ASTrA - Adversarial Self-supervised Learning with Learnable Attack Strategy
International Conference on Learning Representations 2025
Chhipa, P.C.*, Vashishtha, G.*, Settur, J.*, Saini, R., Shah, M., Liwicki, M. ASTrA: Adversarial Self-Supervised Training with Adaptive Attacks. International Conference on Learning Representations. (ICLR 2025)
Prakash Chandra Chhipa, Gautam Vashishtha, and Jithamanyu Settur - equal contribution.
Read Paper Source Code @ Github Check Poster Watch Video @ Youtube
Adversarial Training (AT) emerges as the most prominent defense against adversarial attacks in supervised learning. Inspired by progress in self-supervised learning in recent years, self-supervised adversarial training have positively attempted to leverage unlabelled data for achieving adversarial robustness (self-AT).

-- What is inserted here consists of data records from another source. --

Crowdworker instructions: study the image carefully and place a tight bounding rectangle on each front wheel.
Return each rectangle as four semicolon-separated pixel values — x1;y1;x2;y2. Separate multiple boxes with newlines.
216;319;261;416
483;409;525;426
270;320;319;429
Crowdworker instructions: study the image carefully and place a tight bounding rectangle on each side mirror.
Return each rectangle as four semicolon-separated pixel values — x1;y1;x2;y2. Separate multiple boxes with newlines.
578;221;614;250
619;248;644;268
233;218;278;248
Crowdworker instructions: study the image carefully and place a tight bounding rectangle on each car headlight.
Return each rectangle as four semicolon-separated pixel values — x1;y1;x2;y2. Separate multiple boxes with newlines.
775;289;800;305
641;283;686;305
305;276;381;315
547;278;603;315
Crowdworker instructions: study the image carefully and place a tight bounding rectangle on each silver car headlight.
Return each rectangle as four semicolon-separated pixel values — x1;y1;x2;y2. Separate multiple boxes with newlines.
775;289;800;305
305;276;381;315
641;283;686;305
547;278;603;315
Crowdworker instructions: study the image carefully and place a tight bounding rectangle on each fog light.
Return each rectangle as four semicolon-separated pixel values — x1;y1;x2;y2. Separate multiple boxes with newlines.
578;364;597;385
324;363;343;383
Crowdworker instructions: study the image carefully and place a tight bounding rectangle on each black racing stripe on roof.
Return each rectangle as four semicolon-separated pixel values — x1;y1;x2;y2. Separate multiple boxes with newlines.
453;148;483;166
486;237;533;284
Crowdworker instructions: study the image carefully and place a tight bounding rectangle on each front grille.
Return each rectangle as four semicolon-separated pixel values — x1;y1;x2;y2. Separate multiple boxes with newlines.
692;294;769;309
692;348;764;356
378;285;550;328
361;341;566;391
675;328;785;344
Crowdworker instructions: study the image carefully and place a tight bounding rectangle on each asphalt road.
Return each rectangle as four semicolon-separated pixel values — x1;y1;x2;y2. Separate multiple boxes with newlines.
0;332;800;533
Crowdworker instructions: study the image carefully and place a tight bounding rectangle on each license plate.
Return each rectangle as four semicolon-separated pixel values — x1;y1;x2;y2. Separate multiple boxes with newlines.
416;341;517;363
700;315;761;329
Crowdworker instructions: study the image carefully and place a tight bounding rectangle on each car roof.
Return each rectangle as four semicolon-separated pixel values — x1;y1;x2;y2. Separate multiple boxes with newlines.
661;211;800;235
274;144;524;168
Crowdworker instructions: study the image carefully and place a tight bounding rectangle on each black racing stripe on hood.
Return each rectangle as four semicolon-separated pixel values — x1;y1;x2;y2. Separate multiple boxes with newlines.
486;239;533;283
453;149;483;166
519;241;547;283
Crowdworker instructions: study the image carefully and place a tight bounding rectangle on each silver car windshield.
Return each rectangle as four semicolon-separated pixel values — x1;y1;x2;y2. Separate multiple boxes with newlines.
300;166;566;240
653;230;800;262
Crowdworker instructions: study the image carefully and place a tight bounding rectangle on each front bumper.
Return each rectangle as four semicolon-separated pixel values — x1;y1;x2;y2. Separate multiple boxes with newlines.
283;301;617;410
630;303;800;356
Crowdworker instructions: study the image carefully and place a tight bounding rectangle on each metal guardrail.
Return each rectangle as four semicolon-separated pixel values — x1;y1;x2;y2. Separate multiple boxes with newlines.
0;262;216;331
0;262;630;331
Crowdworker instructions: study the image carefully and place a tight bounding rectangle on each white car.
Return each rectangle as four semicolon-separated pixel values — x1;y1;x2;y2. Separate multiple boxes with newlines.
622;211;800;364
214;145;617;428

However exisitng conventional self-supervised adversarial training (Self-AT) methods rely on heuristic attacks, which are static and fail to adapt to varying distributions and models.

Challenges in Conventional Self-AT:
- Heuristic attacks are static and fail to adapt to the evolving dynamics of SSL models.
- Adversarial robustness relies on manually tuned attack parameters, making it impractical for real-world scenarios.
- Lack of optimization for attack strategies leads to suboptimal representations.
Proposed ASTrA Method ASTrA introduces a learnable adversarial attack strategy, enabling the generation of adaptive perturbations that optimize SSL representations. ASTrA employs a reinforcement learning-based framework to adaptively refine attack strategies.

Mixed Contrastive Loss: ASTrA incorporates a mixed contrastive loss to combine clean and adversarial views for robust representation learning, resulting in robust alignment in representaiton space.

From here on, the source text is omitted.